Saint Paula is the patron saint of widows and Saint Stephen is the patron saint of deacons
Learn More: Saint Stephen and Saint Paula

Feb 9th 2013 new

I wore my ring for about four years after David's death. My family and friends encouraged me to take it off. Sometimes it felt like they were hounding me about it. So about two years ago I had my ring melted down into a filigree pendant with the diamond in the middle and wore it on a gold chain every day until a little over a year ago. Now I bring it out every once and a while and wear it. I am very conscious of having no ring on my left hand and wore a ring my godmother had given me for a while. Once I realized that I was really ready to marry again, I put my godmother's ring on my right hand. My left hand feels very strange and is a constant reminder that I really am single. It took me four years to even consider that, but I have now not only considered it but also accepted it. Being single is very strange and sometimes I really don't know what to do. After 34 years of marriage, how does one all the sudden know how to be single?

Feb 9th 2013 new

I didn't plan to take mine off as soon as I did. I ran a marathon one month after Phil died. I usually remove rings when I run because of the swelling. That time I didn't. My fingers swoll and I almost lost my ring finger. I never put it back on. I do wear his KIA bracelet. Unless a person knows what it is, they just assume it is a bracelet.

Feb 9th 2013 new

Thanks for the good discussion everyone. It will be 3 years ago this Easter when my husband died. I absolutely love my ring! I still wear my ring as I feel it is a part of me and I was married for only 7 1/2 years. It is a security issue sometimes. I wear my ring because I have young children and I don't want stares from others or have to explain about where their dad is. I have also seen the Women of Grace shows on EWTN where they talked about taking it off, and I agree it is a very individual and personal issue. I once told myself that I would not take off my ring until I put another wedding ring on it. However, I do know that I do not "look" available with my ring on. Finally this month, I have taken it off for 3 different outings. I did not like the feeling, but made it through! The Lord works in His own timing.

Feb 10th 2013 new

As many have stated, it is a very personal decision and one that may take a few trials until it is comfortable. I've been widowed 11.5 years. My husband's ring was one of the few personal effects I got back after his climbing accident. It was scratched and bent from the impacts and I immediately put it on a chain I was wearing. About 2 years after his death I added my ring to the chain. It fit nicely inside his ring and it felt right to have them together. Now, so many years later the chain and both rings hang on the corner of my favorite picture of my husband and our daughter. The picture was taken the day after she was born and we were gifted her by her birth mother. He is leaning over her and touching noses. There is pure love in his face. She was only 7.5 months when he died so the rings hanging on their picture (which is on my bedroom dresser) is a reminder to her of her father's love. We our blessed by Our Father's love which has gotten us through many valleys.

Feb 10th 2013 new

(Quote) Ray-566531 said: Marge -- you've echoed my thoughts. There comes a time when we think we're ready to go out ...
(Quote) Ray-566531 said:

Marge -- you've echoed my thoughts. There comes a time when we think we're ready to go out and conquer the world again. NOT. Not only do we have to get past the grieving stage, we find ourselves undergoing major renovations -- re-inventing ourselves. That is another process, and it takes time. Jumping back into the dating pool too soon can be conterproductive if we are hoping for a serious relationship. It is probably helpful to start dating for social companionship and to keep ourselves involved.

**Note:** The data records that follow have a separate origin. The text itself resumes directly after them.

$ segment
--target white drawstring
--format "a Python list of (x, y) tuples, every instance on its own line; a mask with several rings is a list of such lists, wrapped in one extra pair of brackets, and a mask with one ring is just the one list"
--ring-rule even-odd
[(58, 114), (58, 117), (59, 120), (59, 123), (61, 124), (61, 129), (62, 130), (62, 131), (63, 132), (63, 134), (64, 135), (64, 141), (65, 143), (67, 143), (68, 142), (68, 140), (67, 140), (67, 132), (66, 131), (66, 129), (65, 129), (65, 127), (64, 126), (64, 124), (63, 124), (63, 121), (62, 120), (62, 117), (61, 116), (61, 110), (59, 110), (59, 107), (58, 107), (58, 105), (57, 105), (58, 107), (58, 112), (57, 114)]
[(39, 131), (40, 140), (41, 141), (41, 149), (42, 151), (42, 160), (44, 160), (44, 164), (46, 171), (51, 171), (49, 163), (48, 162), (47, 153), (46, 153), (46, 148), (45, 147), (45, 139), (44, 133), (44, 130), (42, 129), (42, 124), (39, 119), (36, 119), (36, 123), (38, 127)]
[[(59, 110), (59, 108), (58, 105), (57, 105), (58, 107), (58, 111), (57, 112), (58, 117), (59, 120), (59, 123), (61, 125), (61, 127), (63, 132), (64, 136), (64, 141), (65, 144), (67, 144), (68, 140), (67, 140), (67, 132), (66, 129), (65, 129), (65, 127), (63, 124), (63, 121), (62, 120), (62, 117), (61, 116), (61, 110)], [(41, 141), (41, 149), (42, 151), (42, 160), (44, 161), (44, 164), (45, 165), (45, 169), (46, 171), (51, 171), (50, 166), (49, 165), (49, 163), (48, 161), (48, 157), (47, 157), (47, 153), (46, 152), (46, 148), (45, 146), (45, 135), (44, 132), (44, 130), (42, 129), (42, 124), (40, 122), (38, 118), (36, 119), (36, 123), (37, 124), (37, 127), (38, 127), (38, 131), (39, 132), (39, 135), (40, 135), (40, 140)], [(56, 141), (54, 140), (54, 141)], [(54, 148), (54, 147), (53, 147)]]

Comparing one's self a year after the loss of a spouse, then 2 years and so on can be quite revealing. Many changes will have taken place -- some subtle, others major. We need to be capable of standing on our own two feet otherwise we will find it dfficult to be supportive of someone else.

I'm not trying to discourage people from dating, but am emphasizing a healthy perspective on it. Too soon can become too bad. Companionship is helpful and certainly can lead to a meaningful, serious relationship later on.

A key element is to "know thyself."

--hide--


Dating after the loss of a loved one is a very private thing. People think that there is a timeline for grief or for what is acceptable, but only the person walking through the tear shrouded darkness know what is right for them. Each person is different and each journey is separate.

Dating does not minimize or negate a love lost through death. I loved Phil and would still be married to him if he were alive. I truly believed that I would be the one to die first. We talked about me dying first. I wanted Phil to find happiness and love again if that were the scenario, however that is not what happened. Phil was violently ripped from my life, but I stand rooted in confidence of his wants for me because in our last face to face conversation he told me that he wanted me to find love again if he didn’t come home.

Most of you know the story of how his deployment was delayed from 24 December to 111 January due to snowstorms in Europe. He had given me the Goofy Marathon Challenge for Christmas so that he could get through the first little bit of his deployment. When his deployment was delayed, I missed his last weekend at home. I offered to defer my race a year or for him to come with me. He chose neither option telling me to go because he wasn’t going to be good company any way. I went and flew home to CO at 2300 on the 10th. The cab was due to pick him up at 0345. We stayed up all night talking. At 0300, he took a shower and crawled back into bed sopping wet.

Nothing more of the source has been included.